Mary Wollstonecraft Shelley (1797-1851), née Godwin, was born on this day 30 August 1797, she was an English novelist who wrote the Gothic novel Frankenstein; or, The Modern Prometheus (1818), which is considered to be an early example of science fiction. She also edited and promoted the works of her husband, the Romantic poet and philosopher Percy Bysshe Shelley.

Both her parents were regarded as extraordinary, her mother, Mary Wollstonecraft, published the classic manifesto of sexual equality, A Vindication of the Rights of Woman (1792). Her father, William Godwin, established his pre-eminence in radical British political thought with his Enquiry Concerning Political Justice (1793) and won a permanent place in literary history with his novel Caleb Williams (1794), often considered the first English detective novel. Sadly, Shelley’s mother died less than a month after giving birth to her and she was raised by her father, who provided her with a rich if informal education, encouraging her to adhere to his own anarchist political theories. When she was four, her father married a neighbour, Mary Jane Clairmont, with whom Shelley came to have a troubled relationship, she sent the teenaged Mary to Scotland in 1812, ostensibly for her health. In addition to further isolating her from the father she loved, the two years in Scotland nurtured Mary’s literary imagination.

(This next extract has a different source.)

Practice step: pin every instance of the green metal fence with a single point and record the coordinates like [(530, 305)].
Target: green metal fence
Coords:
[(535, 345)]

In 1814, at the age of 17, she began a romance with one of her father’s political followers, Percy Bysshe Shelley, who was already married. Together with her stepsister, Claire Clairmont, she and Percy left for France and travelled through Europe. Upon their return to England, Shelley was pregnant with Percy’s child. Over the next two years, she and Percy faced difficult times, ostracised from society, debt and the death of their prematurely born daughter. They married in late 1816, after the suicide of Percy Shelley’s first wife, Harriet.
In 1816, the couple and her stepsister famously spent a summer with Lord Byron and John William Polidori near Geneva, Switzerland, where Shelley conceived the idea for her novel Frankenstein. The Shelleys left Britain in 1818 for Italy, where their second and third children died before Shelley gave birth to her last and only surviving child, Percy Florence Shelley. In 1822, her husband drowned when his sailing boat sank during a storm near Viareggio, he was only 29.
A year later, Shelley returned to England and from then on devoted herself to the upbringing of her son and a career as a professional author. The last decade of her life was dogged by illness, most likely caused by the brain tumour which killed her at age 53.